Mental illness is an invisible illness, just like physical invisible illnesses and I therefore feel that we face many of the same challenges. It can be hard for others to understand and appreciate what we're going through because there are often no outward signs- we can look perfectly well at times. The illnesses can be hard for non-sufferers to understand and relate to, they simply don't know what it's like, which can lead to the sufferer feeling alone and isolated. People can struggle to know what to say, and they sometimes say the wrong things, which can sometimes lead them to say nothing. Knowing people care, are there for you and helping you to feel loved and appreciated is really helpful and helps to guard against major loss of self-esteem which often results from these illnesses. Our illnesses isolate us at a time when the support of others is incredibly important. Our conditions are often unpredictable and can be debilitating, and we may need others to take them into consideration. I therefore feel that all those that suffer from long-term illness, physical or mental, can provide empathy to one another to some extent.

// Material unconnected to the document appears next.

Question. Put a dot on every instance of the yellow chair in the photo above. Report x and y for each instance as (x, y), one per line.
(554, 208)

A lot of ME/CFS sufferers are always very vocal about the fact CFS is not a mental illness, and I do totally agree, I think a physical cause will be found and certainly there are physical changes demonstrated to result from the condition, but I think people should be careful about what they say. We are all in this together! Those with mental illness do sometimes get CFS-like symptoms, and they can be just as debilitating for those people! I totally agree that we need those that are being researched under the label 'ME/CFS' to have ME/CFS and not a mental illness, but they also need to have not been misdiagnosed when they are suffering from other conditions either. Plus, we need to be careful not to stigmatise mental illness further, particularly given that a lot of people with ME/CFS will be suffering from co-morbid mental illness as a result of the condition- it is debilitating, life-changing and often painful- the risks are therefore high. We need to be careful not to give the impression that CFS would be a lesser condition if it were a mental illness rather than a physical condition. Both are equal. Just because something is physical doesn't make it more serious, more real or more debilitating.
If anybody ever needs to talk, with problems big or small, or you just think I might be able to understand what you're going through, do feel free to message me over on my Facebook page (www.facebook.com/jesscfs), I'm always willing to chat and keen to hear from people. Support and take care of those around, but most importantly look after you! Seek help as necessary, don't suffer in silence and hopefully one day the stigma of mental illness will be a thing of the past and it will be given the same respect and treated with the same seriousness as physical illness.